Novas tecnologias em biocobustíveis

Mesmo com os resultados favoráveis, os pesquisadores do Brasil – e do mundo – têm consciência quanto a possíveis problemas como as emissões de N2O. Assim sendo, novos estudos buscam tecnologias que mantenham o biocombustível como uma das fontes de energia renovável com melhor resultado no que diz respeito às emissões de gases causadores do efeito estufa.

Entre as alternativas que a ciência já aponta, está a produção de etanol a partir da celulose, utilizando o bagaço resultante da produção de papel que hoje é queimado.

O professor Ennio Peres da Silva afirma que a produção de etanol com celulose ainda não é realizada em grande escala por sua inviabilidade econômica.
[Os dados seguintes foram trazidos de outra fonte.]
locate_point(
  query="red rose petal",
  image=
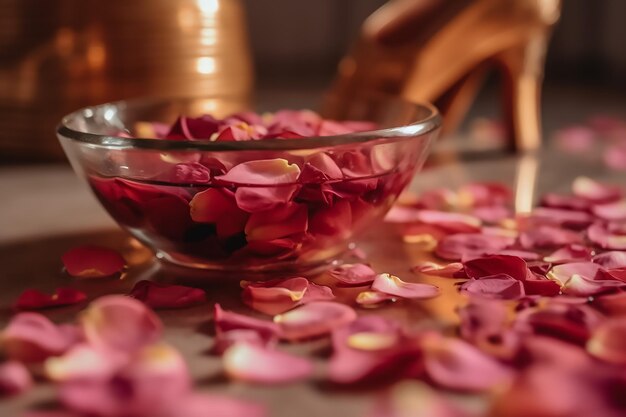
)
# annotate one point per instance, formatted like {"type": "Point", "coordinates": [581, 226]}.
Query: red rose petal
{"type": "Point", "coordinates": [226, 321]}
{"type": "Point", "coordinates": [611, 259]}
{"type": "Point", "coordinates": [156, 295]}
{"type": "Point", "coordinates": [392, 285]}
{"type": "Point", "coordinates": [455, 364]}
{"type": "Point", "coordinates": [610, 211]}
{"type": "Point", "coordinates": [500, 286]}
{"type": "Point", "coordinates": [14, 378]}
{"type": "Point", "coordinates": [548, 237]}
{"type": "Point", "coordinates": [120, 323]}
{"type": "Point", "coordinates": [490, 265]}
{"type": "Point", "coordinates": [451, 270]}
{"type": "Point", "coordinates": [608, 341]}
{"type": "Point", "coordinates": [92, 262]}
{"type": "Point", "coordinates": [353, 274]}
{"type": "Point", "coordinates": [35, 299]}
{"type": "Point", "coordinates": [249, 363]}
{"type": "Point", "coordinates": [31, 338]}
{"type": "Point", "coordinates": [456, 247]}
{"type": "Point", "coordinates": [594, 191]}
{"type": "Point", "coordinates": [314, 319]}
{"type": "Point", "coordinates": [569, 253]}
{"type": "Point", "coordinates": [277, 296]}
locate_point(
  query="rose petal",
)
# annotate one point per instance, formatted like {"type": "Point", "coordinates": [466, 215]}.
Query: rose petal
{"type": "Point", "coordinates": [548, 237]}
{"type": "Point", "coordinates": [31, 338]}
{"type": "Point", "coordinates": [353, 274]}
{"type": "Point", "coordinates": [569, 253]}
{"type": "Point", "coordinates": [277, 296]}
{"type": "Point", "coordinates": [451, 270]}
{"type": "Point", "coordinates": [373, 298]}
{"type": "Point", "coordinates": [455, 364]}
{"type": "Point", "coordinates": [14, 378]}
{"type": "Point", "coordinates": [456, 247]}
{"type": "Point", "coordinates": [489, 265]}
{"type": "Point", "coordinates": [120, 323]}
{"type": "Point", "coordinates": [610, 211]}
{"type": "Point", "coordinates": [278, 223]}
{"type": "Point", "coordinates": [314, 319]}
{"type": "Point", "coordinates": [259, 365]}
{"type": "Point", "coordinates": [500, 286]}
{"type": "Point", "coordinates": [34, 299]}
{"type": "Point", "coordinates": [92, 262]}
{"type": "Point", "coordinates": [226, 321]}
{"type": "Point", "coordinates": [608, 341]}
{"type": "Point", "coordinates": [568, 202]}
{"type": "Point", "coordinates": [156, 295]}
{"type": "Point", "coordinates": [594, 191]}
{"type": "Point", "coordinates": [392, 285]}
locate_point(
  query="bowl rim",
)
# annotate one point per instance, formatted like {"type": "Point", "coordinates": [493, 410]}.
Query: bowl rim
{"type": "Point", "coordinates": [431, 122]}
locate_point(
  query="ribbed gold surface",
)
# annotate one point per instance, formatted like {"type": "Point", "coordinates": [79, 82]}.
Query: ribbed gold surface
{"type": "Point", "coordinates": [59, 55]}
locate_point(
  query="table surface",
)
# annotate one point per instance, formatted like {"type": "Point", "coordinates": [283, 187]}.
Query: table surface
{"type": "Point", "coordinates": [46, 210]}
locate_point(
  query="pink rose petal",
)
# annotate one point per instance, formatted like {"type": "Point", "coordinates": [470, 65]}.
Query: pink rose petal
{"type": "Point", "coordinates": [153, 381]}
{"type": "Point", "coordinates": [569, 253]}
{"type": "Point", "coordinates": [156, 295]}
{"type": "Point", "coordinates": [14, 378]}
{"type": "Point", "coordinates": [608, 341]}
{"type": "Point", "coordinates": [226, 321]}
{"type": "Point", "coordinates": [249, 363]}
{"type": "Point", "coordinates": [455, 364]}
{"type": "Point", "coordinates": [277, 296]}
{"type": "Point", "coordinates": [610, 211]}
{"type": "Point", "coordinates": [34, 299]}
{"type": "Point", "coordinates": [392, 285]}
{"type": "Point", "coordinates": [568, 202]}
{"type": "Point", "coordinates": [31, 338]}
{"type": "Point", "coordinates": [499, 286]}
{"type": "Point", "coordinates": [451, 270]}
{"type": "Point", "coordinates": [594, 191]}
{"type": "Point", "coordinates": [314, 319]}
{"type": "Point", "coordinates": [456, 247]}
{"type": "Point", "coordinates": [548, 237]}
{"type": "Point", "coordinates": [120, 323]}
{"type": "Point", "coordinates": [353, 274]}
{"type": "Point", "coordinates": [491, 265]}
{"type": "Point", "coordinates": [92, 262]}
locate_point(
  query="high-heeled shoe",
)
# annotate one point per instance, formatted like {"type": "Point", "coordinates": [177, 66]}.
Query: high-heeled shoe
{"type": "Point", "coordinates": [439, 51]}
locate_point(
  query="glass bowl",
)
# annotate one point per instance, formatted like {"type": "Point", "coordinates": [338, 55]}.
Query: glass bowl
{"type": "Point", "coordinates": [322, 191]}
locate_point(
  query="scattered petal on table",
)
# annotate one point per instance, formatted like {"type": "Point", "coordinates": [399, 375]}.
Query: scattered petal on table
{"type": "Point", "coordinates": [353, 274]}
{"type": "Point", "coordinates": [120, 323]}
{"type": "Point", "coordinates": [456, 247]}
{"type": "Point", "coordinates": [594, 191]}
{"type": "Point", "coordinates": [31, 338]}
{"type": "Point", "coordinates": [490, 265]}
{"type": "Point", "coordinates": [156, 295]}
{"type": "Point", "coordinates": [608, 341]}
{"type": "Point", "coordinates": [14, 378]}
{"type": "Point", "coordinates": [261, 365]}
{"type": "Point", "coordinates": [451, 270]}
{"type": "Point", "coordinates": [499, 286]}
{"type": "Point", "coordinates": [33, 299]}
{"type": "Point", "coordinates": [314, 319]}
{"type": "Point", "coordinates": [392, 285]}
{"type": "Point", "coordinates": [92, 262]}
{"type": "Point", "coordinates": [455, 364]}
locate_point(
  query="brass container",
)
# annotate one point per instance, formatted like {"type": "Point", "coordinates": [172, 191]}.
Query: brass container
{"type": "Point", "coordinates": [60, 55]}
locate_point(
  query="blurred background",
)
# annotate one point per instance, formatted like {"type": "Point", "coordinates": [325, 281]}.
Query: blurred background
{"type": "Point", "coordinates": [59, 55]}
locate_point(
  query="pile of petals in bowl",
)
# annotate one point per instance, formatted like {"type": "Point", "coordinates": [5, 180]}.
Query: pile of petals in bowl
{"type": "Point", "coordinates": [236, 208]}
{"type": "Point", "coordinates": [541, 329]}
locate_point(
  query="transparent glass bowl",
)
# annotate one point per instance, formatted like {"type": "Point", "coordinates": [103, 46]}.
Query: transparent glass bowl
{"type": "Point", "coordinates": [149, 186]}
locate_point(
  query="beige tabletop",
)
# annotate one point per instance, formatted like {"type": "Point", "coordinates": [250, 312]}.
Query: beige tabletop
{"type": "Point", "coordinates": [46, 210]}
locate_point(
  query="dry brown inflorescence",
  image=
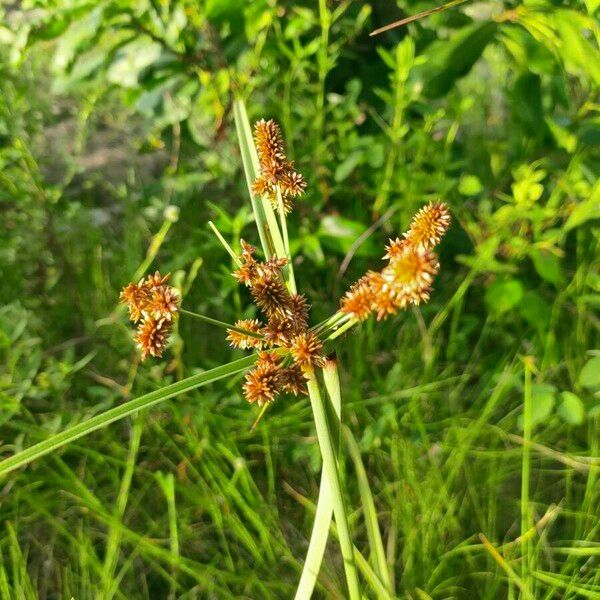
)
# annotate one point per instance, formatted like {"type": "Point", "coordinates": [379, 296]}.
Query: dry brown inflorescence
{"type": "Point", "coordinates": [286, 347]}
{"type": "Point", "coordinates": [153, 305]}
{"type": "Point", "coordinates": [285, 326]}
{"type": "Point", "coordinates": [408, 276]}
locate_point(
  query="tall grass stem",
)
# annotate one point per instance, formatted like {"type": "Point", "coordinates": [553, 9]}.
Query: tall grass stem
{"type": "Point", "coordinates": [331, 472]}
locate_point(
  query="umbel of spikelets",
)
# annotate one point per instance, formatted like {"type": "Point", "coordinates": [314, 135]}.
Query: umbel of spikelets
{"type": "Point", "coordinates": [409, 274]}
{"type": "Point", "coordinates": [286, 327]}
{"type": "Point", "coordinates": [153, 305]}
{"type": "Point", "coordinates": [276, 171]}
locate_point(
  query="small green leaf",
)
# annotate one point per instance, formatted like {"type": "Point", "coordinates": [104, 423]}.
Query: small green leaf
{"type": "Point", "coordinates": [571, 408]}
{"type": "Point", "coordinates": [503, 295]}
{"type": "Point", "coordinates": [339, 234]}
{"type": "Point", "coordinates": [535, 309]}
{"type": "Point", "coordinates": [345, 168]}
{"type": "Point", "coordinates": [547, 265]}
{"type": "Point", "coordinates": [587, 210]}
{"type": "Point", "coordinates": [543, 398]}
{"type": "Point", "coordinates": [470, 185]}
{"type": "Point", "coordinates": [590, 374]}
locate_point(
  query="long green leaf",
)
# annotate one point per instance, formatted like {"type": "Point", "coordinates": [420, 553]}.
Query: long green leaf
{"type": "Point", "coordinates": [250, 162]}
{"type": "Point", "coordinates": [324, 514]}
{"type": "Point", "coordinates": [370, 513]}
{"type": "Point", "coordinates": [266, 221]}
{"type": "Point", "coordinates": [114, 414]}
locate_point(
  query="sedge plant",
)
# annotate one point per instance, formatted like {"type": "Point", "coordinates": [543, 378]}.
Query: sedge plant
{"type": "Point", "coordinates": [288, 354]}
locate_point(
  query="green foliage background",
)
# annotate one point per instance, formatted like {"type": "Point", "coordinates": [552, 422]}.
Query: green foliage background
{"type": "Point", "coordinates": [117, 145]}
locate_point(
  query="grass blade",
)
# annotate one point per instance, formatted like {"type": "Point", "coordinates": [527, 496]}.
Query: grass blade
{"type": "Point", "coordinates": [324, 512]}
{"type": "Point", "coordinates": [54, 442]}
{"type": "Point", "coordinates": [372, 525]}
{"type": "Point", "coordinates": [266, 221]}
{"type": "Point", "coordinates": [333, 479]}
{"type": "Point", "coordinates": [250, 162]}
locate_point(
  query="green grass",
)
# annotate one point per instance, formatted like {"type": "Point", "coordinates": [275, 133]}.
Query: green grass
{"type": "Point", "coordinates": [483, 482]}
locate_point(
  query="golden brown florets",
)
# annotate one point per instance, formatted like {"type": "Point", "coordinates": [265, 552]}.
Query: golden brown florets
{"type": "Point", "coordinates": [298, 312]}
{"type": "Point", "coordinates": [162, 302]}
{"type": "Point", "coordinates": [429, 225]}
{"type": "Point", "coordinates": [152, 337]}
{"type": "Point", "coordinates": [306, 349]}
{"type": "Point", "coordinates": [293, 380]}
{"type": "Point", "coordinates": [154, 305]}
{"type": "Point", "coordinates": [395, 247]}
{"type": "Point", "coordinates": [279, 330]}
{"type": "Point", "coordinates": [237, 339]}
{"type": "Point", "coordinates": [358, 300]}
{"type": "Point", "coordinates": [408, 277]}
{"type": "Point", "coordinates": [270, 294]}
{"type": "Point", "coordinates": [263, 382]}
{"type": "Point", "coordinates": [135, 295]}
{"type": "Point", "coordinates": [276, 171]}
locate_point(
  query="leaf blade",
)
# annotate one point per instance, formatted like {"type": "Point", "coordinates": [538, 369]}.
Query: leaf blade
{"type": "Point", "coordinates": [71, 434]}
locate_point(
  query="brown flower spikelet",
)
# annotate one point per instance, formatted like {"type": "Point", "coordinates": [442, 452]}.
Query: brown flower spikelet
{"type": "Point", "coordinates": [429, 225]}
{"type": "Point", "coordinates": [269, 142]}
{"type": "Point", "coordinates": [293, 380]}
{"type": "Point", "coordinates": [135, 295]}
{"type": "Point", "coordinates": [263, 382]}
{"type": "Point", "coordinates": [275, 169]}
{"type": "Point", "coordinates": [306, 349]}
{"type": "Point", "coordinates": [279, 330]}
{"type": "Point", "coordinates": [270, 294]}
{"type": "Point", "coordinates": [153, 305]}
{"type": "Point", "coordinates": [358, 300]}
{"type": "Point", "coordinates": [298, 311]}
{"type": "Point", "coordinates": [243, 341]}
{"type": "Point", "coordinates": [411, 274]}
{"type": "Point", "coordinates": [152, 336]}
{"type": "Point", "coordinates": [162, 303]}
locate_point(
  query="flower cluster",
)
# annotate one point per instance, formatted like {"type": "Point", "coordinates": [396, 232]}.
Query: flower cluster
{"type": "Point", "coordinates": [153, 305]}
{"type": "Point", "coordinates": [407, 278]}
{"type": "Point", "coordinates": [276, 171]}
{"type": "Point", "coordinates": [286, 326]}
Porém, com o desenvolvimento de tecnologias de produção, esta é uma alternativa iminente.

Outra alternativa que já está em desenvolvimento por uma empresa britânica é a produção de etanol a partir de lixo biodegradável. Segundo a empresa química Ineos Bio, esta produção será possível em escala industrial dentro de dois anos.

Além das novas possibilidades, a Embrapa busca aumentar o rendimento de biocombustíveis por hectare nas matérias-primas já utilizadas, realizando estudos com variedades de plantas como a cana-de-açúcar. Além disso, novos sistemas de produção mais eficientes estão em desenvolvimento pela Empresa.